Feeling of helplessness


Hey brooke,

I wrote here before about not knowing how else to help my little sister from her feeling alone in school.

She is 12 and lost her dad about a year ago. He was in jail for 4 years prior to that.

For most of those years she’s been in such a hurtful and negative place.

and after her dad died, it’s progressively getting worse.

She doesn’t have friends at school. She hates going to school. She brings all that home with her as well. She doesn’t want to do her homework.

We’ve taken her computer away and have taken her cell phone away a number of times.

She goes through major mood swings.When she is getting ready for school she gives my mother a hard time and makes very mean remarks. She blames everyone for what is happening to her.

I’ve had multiple talks with her about how she is responsible for how she thinks and feels.
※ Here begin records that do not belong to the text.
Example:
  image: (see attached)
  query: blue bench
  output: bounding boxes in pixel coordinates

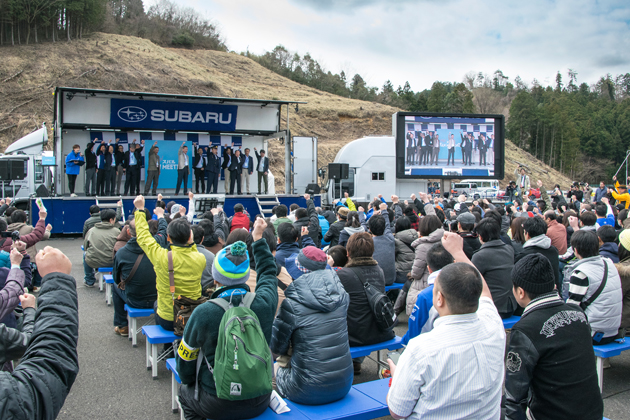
[593,338,630,392]
[125,305,154,347]
[103,275,114,306]
[97,267,113,292]
[167,357,388,420]
[142,325,181,379]
[384,283,404,292]
[350,336,404,359]
[502,315,520,329]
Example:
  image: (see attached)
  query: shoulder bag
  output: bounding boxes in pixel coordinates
[169,250,208,336]
[348,267,397,331]
[118,253,143,291]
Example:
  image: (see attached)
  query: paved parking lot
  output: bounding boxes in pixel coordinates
[47,237,629,420]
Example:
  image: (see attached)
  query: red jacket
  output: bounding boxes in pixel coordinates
[230,212,251,232]
[546,220,567,255]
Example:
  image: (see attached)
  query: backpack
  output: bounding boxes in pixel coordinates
[197,291,273,401]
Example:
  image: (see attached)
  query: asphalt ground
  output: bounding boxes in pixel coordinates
[42,237,630,420]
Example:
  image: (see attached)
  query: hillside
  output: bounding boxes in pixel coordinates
[0,32,573,191]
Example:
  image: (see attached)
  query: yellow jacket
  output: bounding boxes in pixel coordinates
[612,182,630,209]
[134,211,205,321]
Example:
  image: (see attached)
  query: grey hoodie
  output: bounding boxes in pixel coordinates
[338,226,365,247]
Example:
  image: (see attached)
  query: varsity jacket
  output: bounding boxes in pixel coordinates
[505,292,603,420]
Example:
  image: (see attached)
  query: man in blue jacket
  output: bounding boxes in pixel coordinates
[276,223,316,269]
[65,144,84,197]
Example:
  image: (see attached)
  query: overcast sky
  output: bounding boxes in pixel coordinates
[145,0,630,92]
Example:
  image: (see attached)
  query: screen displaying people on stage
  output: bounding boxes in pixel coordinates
[400,115,501,178]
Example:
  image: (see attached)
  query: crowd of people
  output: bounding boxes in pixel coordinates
[65,139,271,197]
[2,168,630,419]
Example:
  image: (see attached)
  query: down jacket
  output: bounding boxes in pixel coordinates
[270,269,353,405]
[394,229,417,274]
[0,271,79,419]
[406,228,445,315]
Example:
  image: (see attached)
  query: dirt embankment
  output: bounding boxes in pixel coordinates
[0,32,572,191]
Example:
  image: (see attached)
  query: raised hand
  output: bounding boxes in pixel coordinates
[157,193,163,201]
[10,247,23,266]
[188,191,194,200]
[36,246,72,276]
[379,202,388,211]
[301,226,309,237]
[537,180,543,188]
[154,207,165,218]
[133,195,145,210]
[251,217,266,242]
[304,193,311,201]
[19,293,36,309]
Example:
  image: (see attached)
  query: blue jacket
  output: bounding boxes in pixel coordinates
[206,153,221,173]
[596,215,615,227]
[275,235,315,268]
[600,242,619,263]
[318,215,330,245]
[402,284,434,345]
[65,151,84,175]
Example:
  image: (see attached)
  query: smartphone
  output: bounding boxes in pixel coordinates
[387,351,401,365]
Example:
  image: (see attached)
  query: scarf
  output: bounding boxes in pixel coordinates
[346,257,378,268]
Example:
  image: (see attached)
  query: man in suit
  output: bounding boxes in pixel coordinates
[229,149,243,194]
[424,132,434,165]
[175,141,190,195]
[460,133,471,166]
[432,133,440,166]
[255,148,269,194]
[222,144,233,193]
[144,142,160,196]
[114,140,126,195]
[414,131,422,165]
[241,148,254,194]
[123,140,144,196]
[193,145,206,194]
[106,144,117,195]
[205,145,221,194]
[84,139,98,196]
[447,133,456,166]
[478,134,487,166]
[96,142,112,196]
[488,134,495,164]
[406,131,416,164]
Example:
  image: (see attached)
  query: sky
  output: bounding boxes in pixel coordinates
[144,0,630,92]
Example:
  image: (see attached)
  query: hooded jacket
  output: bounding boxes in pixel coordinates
[338,226,365,248]
[599,242,619,263]
[515,235,560,291]
[565,256,622,339]
[7,222,50,260]
[292,199,321,247]
[83,212,101,238]
[270,269,353,405]
[318,214,330,244]
[0,271,79,419]
[275,242,300,269]
[84,222,120,269]
[407,228,445,315]
[0,219,46,253]
[394,229,417,274]
[337,259,395,346]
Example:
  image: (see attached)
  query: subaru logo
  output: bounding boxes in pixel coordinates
[118,106,147,123]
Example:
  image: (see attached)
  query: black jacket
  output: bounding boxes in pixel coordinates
[85,142,97,169]
[0,272,79,419]
[471,239,517,316]
[515,236,561,291]
[221,148,232,169]
[337,261,395,346]
[229,154,243,172]
[96,147,113,169]
[292,199,320,247]
[206,153,221,173]
[323,220,345,247]
[124,146,144,169]
[505,293,603,420]
[114,150,125,167]
[0,307,34,365]
[113,230,165,302]
[460,231,481,260]
[255,150,269,173]
[193,152,206,171]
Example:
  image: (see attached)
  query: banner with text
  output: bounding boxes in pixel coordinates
[110,98,238,132]
[145,141,193,189]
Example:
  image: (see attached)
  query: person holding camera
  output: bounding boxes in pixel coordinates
[0,209,48,254]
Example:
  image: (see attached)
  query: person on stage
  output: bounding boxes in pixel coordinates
[124,140,143,196]
[447,133,455,166]
[193,145,206,194]
[432,133,440,166]
[96,141,112,196]
[406,131,416,164]
[255,148,269,194]
[65,144,84,197]
[222,144,233,193]
[229,149,244,195]
[84,139,98,196]
[479,134,488,166]
[242,148,254,194]
[205,145,221,194]
[107,144,117,195]
[114,140,125,195]
[175,141,190,196]
[144,141,160,196]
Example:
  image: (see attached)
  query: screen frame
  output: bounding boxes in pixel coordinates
[394,111,505,180]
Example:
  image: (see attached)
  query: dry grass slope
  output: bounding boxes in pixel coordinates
[0,32,572,191]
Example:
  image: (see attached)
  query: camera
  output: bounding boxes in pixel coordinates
[0,231,20,242]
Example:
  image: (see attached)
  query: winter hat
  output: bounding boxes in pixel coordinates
[619,229,630,252]
[457,212,476,225]
[171,204,182,215]
[285,246,328,279]
[337,206,349,219]
[511,254,555,294]
[212,241,250,286]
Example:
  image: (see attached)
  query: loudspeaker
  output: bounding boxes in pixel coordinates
[11,160,26,180]
[0,161,8,181]
[305,183,320,194]
[328,163,349,180]
[35,184,50,197]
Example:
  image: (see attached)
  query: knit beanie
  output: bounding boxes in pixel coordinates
[619,229,630,252]
[285,246,328,279]
[212,241,250,286]
[511,253,555,294]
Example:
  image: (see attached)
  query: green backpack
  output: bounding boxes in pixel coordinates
[196,292,273,401]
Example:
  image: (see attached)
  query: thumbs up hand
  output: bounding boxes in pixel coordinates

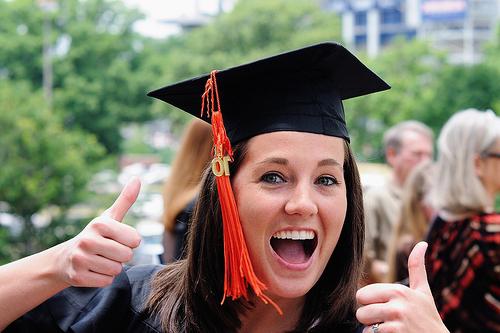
[356,242,449,333]
[53,178,142,288]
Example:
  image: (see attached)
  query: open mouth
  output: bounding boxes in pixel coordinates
[270,230,317,264]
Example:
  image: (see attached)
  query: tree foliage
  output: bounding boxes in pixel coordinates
[419,63,500,130]
[0,79,104,255]
[145,0,341,129]
[344,36,499,161]
[0,0,45,84]
[0,80,104,216]
[52,0,156,152]
[0,0,155,153]
[344,39,447,160]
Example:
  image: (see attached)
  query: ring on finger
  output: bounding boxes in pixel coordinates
[371,323,381,333]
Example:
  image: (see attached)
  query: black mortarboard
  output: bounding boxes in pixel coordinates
[147,42,390,144]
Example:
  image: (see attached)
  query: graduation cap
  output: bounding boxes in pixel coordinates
[148,42,389,144]
[148,42,389,313]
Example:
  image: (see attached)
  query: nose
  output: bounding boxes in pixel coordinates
[284,182,318,217]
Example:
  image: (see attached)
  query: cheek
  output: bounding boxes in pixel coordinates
[321,195,347,242]
[406,155,419,164]
[233,183,273,243]
[235,185,263,217]
[489,164,500,186]
[493,162,500,173]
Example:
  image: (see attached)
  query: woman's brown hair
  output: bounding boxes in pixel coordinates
[162,119,212,233]
[147,139,364,332]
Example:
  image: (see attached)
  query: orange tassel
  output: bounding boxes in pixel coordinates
[201,71,282,315]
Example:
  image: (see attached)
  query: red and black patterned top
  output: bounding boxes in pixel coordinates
[426,213,500,333]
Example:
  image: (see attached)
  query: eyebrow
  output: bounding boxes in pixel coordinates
[258,157,288,166]
[257,157,342,167]
[318,158,342,167]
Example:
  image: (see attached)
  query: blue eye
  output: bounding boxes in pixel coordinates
[261,172,285,184]
[316,176,338,186]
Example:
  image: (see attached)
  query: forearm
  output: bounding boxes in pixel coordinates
[0,243,69,330]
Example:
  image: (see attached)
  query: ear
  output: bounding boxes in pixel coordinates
[474,153,485,178]
[386,147,398,168]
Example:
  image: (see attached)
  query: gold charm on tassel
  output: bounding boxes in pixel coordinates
[211,156,231,177]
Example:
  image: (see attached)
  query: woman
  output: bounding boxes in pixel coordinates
[1,42,448,333]
[162,118,212,263]
[426,109,500,333]
[386,161,435,283]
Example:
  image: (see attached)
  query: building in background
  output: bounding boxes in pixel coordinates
[326,0,419,57]
[326,0,499,63]
[419,0,499,63]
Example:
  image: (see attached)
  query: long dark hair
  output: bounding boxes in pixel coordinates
[146,140,364,332]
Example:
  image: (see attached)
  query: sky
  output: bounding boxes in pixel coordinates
[123,0,235,38]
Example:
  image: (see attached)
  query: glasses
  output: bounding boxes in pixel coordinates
[481,151,500,159]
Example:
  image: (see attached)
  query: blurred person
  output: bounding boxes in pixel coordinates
[386,161,436,283]
[426,108,500,333]
[1,43,450,333]
[364,120,434,282]
[162,119,212,263]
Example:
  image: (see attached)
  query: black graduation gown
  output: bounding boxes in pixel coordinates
[6,264,366,333]
[5,265,163,333]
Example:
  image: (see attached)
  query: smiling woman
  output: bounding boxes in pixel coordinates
[2,42,449,333]
[143,42,378,332]
[233,132,348,301]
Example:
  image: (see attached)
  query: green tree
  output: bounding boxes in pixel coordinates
[0,0,45,85]
[145,0,341,129]
[53,0,156,153]
[0,80,105,256]
[484,24,500,70]
[420,63,500,130]
[419,24,500,134]
[0,0,155,153]
[344,39,447,161]
[0,227,12,265]
[478,23,500,112]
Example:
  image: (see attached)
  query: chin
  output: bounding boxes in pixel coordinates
[270,286,311,299]
[264,274,319,300]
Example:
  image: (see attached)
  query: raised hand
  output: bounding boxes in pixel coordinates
[356,242,449,333]
[54,178,142,288]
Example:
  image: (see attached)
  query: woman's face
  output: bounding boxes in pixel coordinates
[232,131,347,300]
[478,137,500,197]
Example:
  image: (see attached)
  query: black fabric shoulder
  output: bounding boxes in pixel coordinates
[5,264,163,333]
[125,264,163,329]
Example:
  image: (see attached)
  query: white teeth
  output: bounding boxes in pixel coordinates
[272,230,315,240]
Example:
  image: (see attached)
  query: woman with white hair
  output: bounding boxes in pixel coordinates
[426,108,500,333]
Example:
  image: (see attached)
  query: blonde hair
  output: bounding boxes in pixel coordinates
[163,119,212,232]
[386,161,434,282]
[431,109,500,216]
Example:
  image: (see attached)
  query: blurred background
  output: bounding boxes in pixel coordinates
[0,0,498,264]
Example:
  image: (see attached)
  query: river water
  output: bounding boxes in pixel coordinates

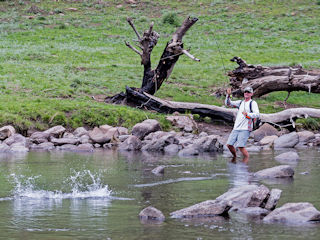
[0,148,319,240]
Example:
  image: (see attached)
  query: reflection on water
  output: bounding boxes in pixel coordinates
[0,149,319,239]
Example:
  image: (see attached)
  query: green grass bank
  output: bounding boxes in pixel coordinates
[0,0,319,132]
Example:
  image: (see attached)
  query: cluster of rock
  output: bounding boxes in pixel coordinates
[140,184,320,225]
[249,123,320,150]
[0,118,223,154]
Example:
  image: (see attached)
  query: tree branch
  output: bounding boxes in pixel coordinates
[182,49,200,62]
[127,17,141,41]
[125,41,142,56]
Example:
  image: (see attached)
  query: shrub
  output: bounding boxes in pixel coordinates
[296,118,320,131]
[162,12,180,26]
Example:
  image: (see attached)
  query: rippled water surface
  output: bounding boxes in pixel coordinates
[0,148,320,240]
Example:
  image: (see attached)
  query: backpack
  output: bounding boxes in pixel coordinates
[239,100,261,131]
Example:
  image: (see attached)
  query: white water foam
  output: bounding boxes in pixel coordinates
[9,170,112,200]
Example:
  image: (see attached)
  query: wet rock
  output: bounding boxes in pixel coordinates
[139,206,165,222]
[117,127,128,135]
[254,165,294,178]
[151,165,165,175]
[50,136,80,146]
[43,125,66,138]
[4,134,27,146]
[215,185,269,209]
[0,143,10,153]
[178,146,199,156]
[166,115,197,133]
[56,144,78,151]
[77,143,94,152]
[119,135,142,151]
[103,142,118,149]
[230,207,270,221]
[10,143,29,153]
[30,142,55,151]
[73,127,88,137]
[259,135,278,146]
[119,135,130,142]
[88,127,111,144]
[94,143,101,148]
[30,131,49,144]
[265,189,282,211]
[263,202,320,224]
[80,135,91,144]
[0,125,16,140]
[164,144,180,154]
[297,130,315,143]
[252,123,279,142]
[275,151,299,164]
[131,119,161,139]
[274,132,299,148]
[190,135,223,153]
[170,200,230,218]
[142,134,177,152]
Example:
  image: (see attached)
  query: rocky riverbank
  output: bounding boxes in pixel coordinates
[0,115,319,155]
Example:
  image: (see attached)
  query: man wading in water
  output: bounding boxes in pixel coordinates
[225,87,260,163]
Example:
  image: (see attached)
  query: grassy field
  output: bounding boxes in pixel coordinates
[0,0,319,132]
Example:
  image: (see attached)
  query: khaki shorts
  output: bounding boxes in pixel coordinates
[226,130,250,148]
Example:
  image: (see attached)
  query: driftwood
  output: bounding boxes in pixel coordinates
[125,86,320,128]
[221,56,320,98]
[106,16,199,103]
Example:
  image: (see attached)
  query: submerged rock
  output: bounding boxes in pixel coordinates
[151,165,165,175]
[254,165,294,178]
[139,206,165,222]
[275,151,299,164]
[263,202,320,224]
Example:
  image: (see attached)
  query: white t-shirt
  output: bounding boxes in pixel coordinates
[225,96,260,131]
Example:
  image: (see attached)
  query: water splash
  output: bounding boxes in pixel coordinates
[9,170,112,200]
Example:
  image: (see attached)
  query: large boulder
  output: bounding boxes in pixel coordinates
[166,115,197,133]
[215,185,270,209]
[88,127,111,144]
[263,202,320,224]
[275,151,299,164]
[297,131,315,143]
[4,134,27,146]
[254,165,294,178]
[30,131,50,144]
[265,189,282,211]
[259,135,278,146]
[274,132,299,148]
[0,143,10,153]
[119,135,142,151]
[43,125,66,138]
[170,200,230,218]
[139,206,165,222]
[50,136,80,146]
[0,125,16,140]
[142,133,177,152]
[30,142,55,151]
[189,135,223,153]
[73,127,88,137]
[131,119,161,139]
[252,123,279,142]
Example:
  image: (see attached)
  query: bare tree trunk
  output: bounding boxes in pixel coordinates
[106,16,199,103]
[220,56,320,98]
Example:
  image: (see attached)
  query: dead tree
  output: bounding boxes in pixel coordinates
[221,56,320,98]
[106,16,200,104]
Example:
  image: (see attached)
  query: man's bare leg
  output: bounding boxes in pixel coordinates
[238,147,249,164]
[227,144,237,162]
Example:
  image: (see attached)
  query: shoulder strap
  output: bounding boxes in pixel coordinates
[249,100,252,113]
[238,100,243,109]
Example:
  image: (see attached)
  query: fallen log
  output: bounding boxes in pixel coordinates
[125,87,320,128]
[218,56,320,98]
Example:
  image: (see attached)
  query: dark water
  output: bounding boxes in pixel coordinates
[0,148,319,240]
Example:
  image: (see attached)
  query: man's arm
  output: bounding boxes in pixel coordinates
[225,88,241,108]
[246,101,260,119]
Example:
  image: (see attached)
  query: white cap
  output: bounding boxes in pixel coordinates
[244,86,253,93]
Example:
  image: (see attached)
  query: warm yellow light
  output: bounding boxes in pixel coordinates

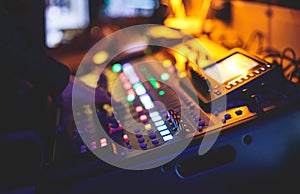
[173,52,187,71]
[163,59,172,67]
[164,0,211,35]
[179,72,187,78]
[164,17,202,35]
[93,51,109,65]
[169,0,186,19]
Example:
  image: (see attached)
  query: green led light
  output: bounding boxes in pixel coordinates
[158,90,165,96]
[112,63,122,73]
[160,73,170,81]
[127,94,135,102]
[149,78,159,89]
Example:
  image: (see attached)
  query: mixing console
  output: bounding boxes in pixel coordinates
[53,37,299,171]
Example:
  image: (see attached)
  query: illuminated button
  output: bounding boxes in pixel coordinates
[266,64,271,68]
[163,135,173,141]
[134,83,146,96]
[100,138,107,144]
[149,111,159,118]
[238,79,243,83]
[122,62,133,71]
[149,78,160,89]
[123,134,129,141]
[138,137,145,143]
[235,110,243,116]
[158,90,165,96]
[140,143,147,149]
[136,134,142,138]
[100,138,108,148]
[152,139,159,145]
[244,75,249,80]
[232,82,238,86]
[214,85,219,89]
[249,73,255,77]
[112,63,122,73]
[254,70,260,74]
[144,124,152,130]
[152,116,162,122]
[260,67,266,71]
[160,73,170,81]
[160,130,170,136]
[100,142,108,148]
[157,125,167,131]
[127,94,135,102]
[140,94,154,109]
[140,115,148,122]
[155,120,165,127]
[135,106,143,113]
[224,114,232,120]
[149,134,156,139]
[226,85,232,89]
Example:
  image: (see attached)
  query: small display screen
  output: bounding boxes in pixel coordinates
[203,53,259,84]
[104,0,159,18]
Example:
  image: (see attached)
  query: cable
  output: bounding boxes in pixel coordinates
[261,47,300,84]
[280,47,296,67]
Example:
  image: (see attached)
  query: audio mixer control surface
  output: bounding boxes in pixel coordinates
[52,38,300,177]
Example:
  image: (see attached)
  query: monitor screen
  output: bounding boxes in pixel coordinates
[203,53,259,84]
[104,0,159,18]
[45,0,90,48]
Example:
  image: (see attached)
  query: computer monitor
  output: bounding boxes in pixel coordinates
[44,0,90,48]
[104,0,159,18]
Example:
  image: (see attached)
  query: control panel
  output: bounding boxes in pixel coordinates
[53,43,298,171]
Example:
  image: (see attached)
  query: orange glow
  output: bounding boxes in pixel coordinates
[164,0,211,35]
[163,59,172,67]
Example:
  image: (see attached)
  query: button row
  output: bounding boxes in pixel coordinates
[221,109,243,123]
[225,65,271,90]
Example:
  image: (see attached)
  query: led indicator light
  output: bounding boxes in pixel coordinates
[112,63,122,73]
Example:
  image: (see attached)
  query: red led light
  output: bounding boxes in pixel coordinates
[140,115,148,122]
[123,134,129,141]
[135,106,144,112]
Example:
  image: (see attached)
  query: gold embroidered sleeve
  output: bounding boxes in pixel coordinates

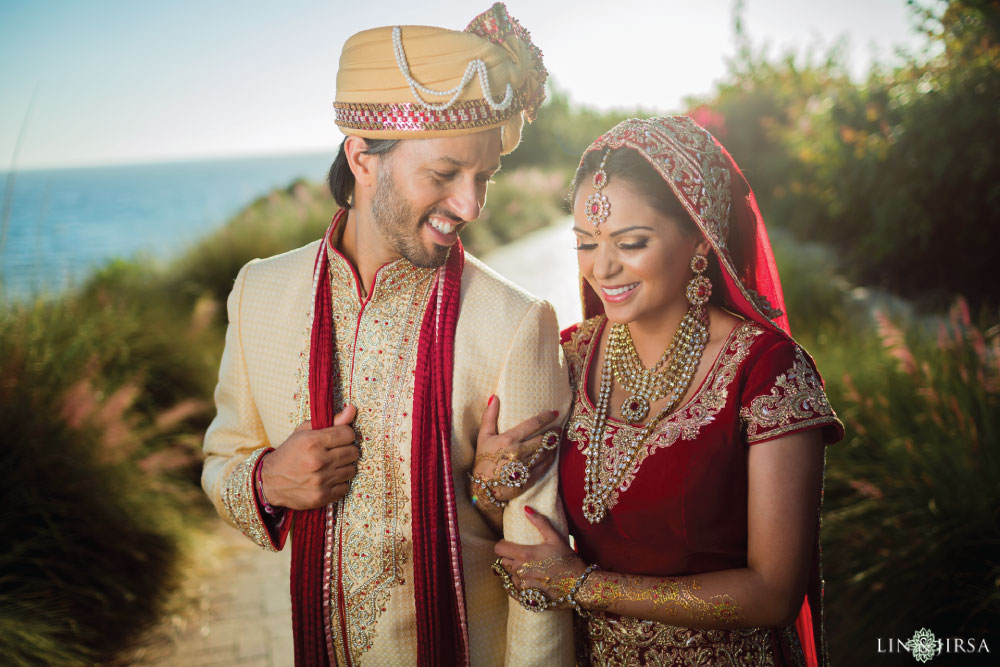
[740,345,843,444]
[561,315,604,392]
[220,446,279,552]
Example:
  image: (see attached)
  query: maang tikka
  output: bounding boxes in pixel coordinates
[584,149,612,235]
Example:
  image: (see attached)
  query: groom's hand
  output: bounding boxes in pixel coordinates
[260,404,359,510]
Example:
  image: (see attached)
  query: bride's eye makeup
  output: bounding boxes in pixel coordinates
[618,239,649,250]
[574,241,597,251]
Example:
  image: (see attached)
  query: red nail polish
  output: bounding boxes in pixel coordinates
[487,394,496,406]
[524,506,536,516]
[552,409,559,417]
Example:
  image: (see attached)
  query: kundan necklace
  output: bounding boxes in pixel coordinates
[582,257,712,525]
[609,311,708,424]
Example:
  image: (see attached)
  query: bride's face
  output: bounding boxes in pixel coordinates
[573,178,709,327]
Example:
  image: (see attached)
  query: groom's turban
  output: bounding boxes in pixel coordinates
[334,2,547,155]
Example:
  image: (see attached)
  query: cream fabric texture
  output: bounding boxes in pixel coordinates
[202,239,574,665]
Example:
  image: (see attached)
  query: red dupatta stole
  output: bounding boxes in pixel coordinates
[290,212,470,666]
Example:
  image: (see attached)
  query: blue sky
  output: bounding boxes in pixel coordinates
[1,0,926,169]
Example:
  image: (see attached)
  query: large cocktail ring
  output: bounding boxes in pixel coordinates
[537,429,560,452]
[496,460,530,488]
[517,588,551,612]
[480,429,560,492]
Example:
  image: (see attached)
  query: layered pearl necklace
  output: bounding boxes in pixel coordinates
[582,315,709,524]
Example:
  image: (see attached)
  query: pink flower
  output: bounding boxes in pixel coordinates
[688,105,727,138]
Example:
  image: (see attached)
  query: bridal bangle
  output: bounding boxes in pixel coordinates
[469,474,508,510]
[493,557,600,614]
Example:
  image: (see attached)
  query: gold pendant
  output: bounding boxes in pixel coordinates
[620,394,649,423]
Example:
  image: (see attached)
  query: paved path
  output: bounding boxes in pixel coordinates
[482,218,583,330]
[132,222,581,666]
[132,523,293,667]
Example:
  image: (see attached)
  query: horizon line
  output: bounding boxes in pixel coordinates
[4,145,343,174]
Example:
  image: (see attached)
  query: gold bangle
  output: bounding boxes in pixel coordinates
[469,473,507,510]
[492,557,599,614]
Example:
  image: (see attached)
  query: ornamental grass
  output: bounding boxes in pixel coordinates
[772,232,999,662]
[0,287,215,665]
[820,300,999,663]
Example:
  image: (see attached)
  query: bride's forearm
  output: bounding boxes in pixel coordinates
[576,567,801,630]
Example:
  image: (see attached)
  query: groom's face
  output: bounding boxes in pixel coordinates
[369,129,502,268]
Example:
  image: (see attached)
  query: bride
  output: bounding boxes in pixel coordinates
[480,116,844,666]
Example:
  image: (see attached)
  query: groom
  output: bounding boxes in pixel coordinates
[201,4,573,665]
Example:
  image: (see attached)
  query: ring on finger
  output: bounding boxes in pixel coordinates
[538,429,560,452]
[524,429,560,469]
[496,460,530,488]
[493,558,547,611]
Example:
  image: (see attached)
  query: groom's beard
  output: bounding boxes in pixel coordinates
[370,163,452,269]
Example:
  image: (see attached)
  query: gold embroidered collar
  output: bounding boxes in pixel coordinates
[325,238,436,305]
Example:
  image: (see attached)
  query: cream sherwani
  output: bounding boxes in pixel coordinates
[202,234,574,665]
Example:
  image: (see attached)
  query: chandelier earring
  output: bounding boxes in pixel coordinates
[686,254,712,317]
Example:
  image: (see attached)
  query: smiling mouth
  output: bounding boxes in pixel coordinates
[602,282,640,297]
[428,216,460,235]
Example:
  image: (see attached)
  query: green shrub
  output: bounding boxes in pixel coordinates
[688,1,1000,308]
[503,85,646,173]
[816,299,1000,662]
[167,179,334,306]
[463,167,570,256]
[769,228,860,343]
[767,228,999,660]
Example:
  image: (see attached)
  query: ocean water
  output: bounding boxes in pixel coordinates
[0,152,336,298]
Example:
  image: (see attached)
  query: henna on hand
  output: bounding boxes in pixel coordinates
[576,571,743,624]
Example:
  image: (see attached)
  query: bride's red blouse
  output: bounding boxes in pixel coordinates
[559,315,844,578]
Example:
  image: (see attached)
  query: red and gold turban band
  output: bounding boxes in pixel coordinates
[334,2,547,155]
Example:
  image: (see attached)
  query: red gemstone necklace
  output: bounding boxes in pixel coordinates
[581,315,708,524]
[609,313,708,423]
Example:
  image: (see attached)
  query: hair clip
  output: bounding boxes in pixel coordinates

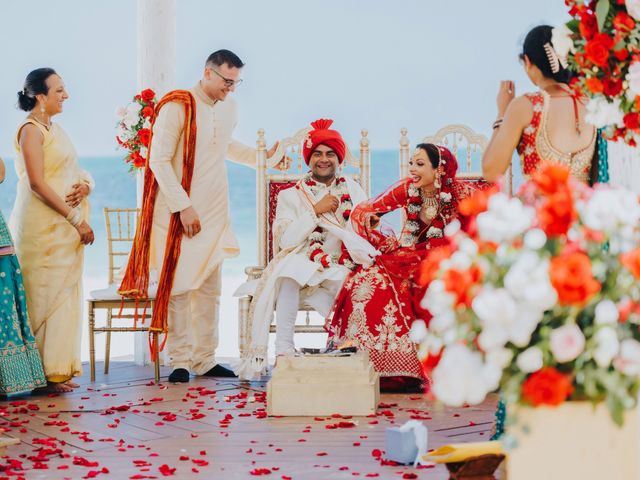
[543,43,560,74]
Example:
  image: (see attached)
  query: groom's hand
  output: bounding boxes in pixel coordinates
[314,195,339,215]
[180,206,201,238]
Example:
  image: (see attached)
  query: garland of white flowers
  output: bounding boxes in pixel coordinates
[400,183,453,247]
[299,172,356,270]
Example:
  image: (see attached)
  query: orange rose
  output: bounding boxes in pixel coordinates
[442,265,483,307]
[621,248,640,279]
[417,245,453,286]
[585,77,604,94]
[550,252,601,305]
[537,189,576,237]
[521,367,574,406]
[531,162,571,195]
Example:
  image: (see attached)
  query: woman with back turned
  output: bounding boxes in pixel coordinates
[10,68,95,393]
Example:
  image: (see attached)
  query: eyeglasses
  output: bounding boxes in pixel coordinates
[210,68,243,87]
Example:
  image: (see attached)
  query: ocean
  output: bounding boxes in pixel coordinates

She can think differently about everything and that it’s up to her to go outside of her comfort zone and make friends.

That she is causing her own pain and that it doesn’t have to be that way.

That we are here for her and we love her.

That this process isn’t east but she is strong enough to get through it.

Now she is saying things to my mom like “You’re stupid and I wish you would have died instead”.

I have no idea how to help anyone.

I know there’s only so much I can say or do.

She brings these things to my attention and I feel this huge responsibility to help them find peace. but i know it’s up to them.

My mom is doing the best she can but she also takes all of this and turns into a victim herself.

I know it’s all their thinking causing them pain.

but I struggle with watching all of this happen.

I know I am also causing my own pain but I live here with them so I feel like I can’t look away either.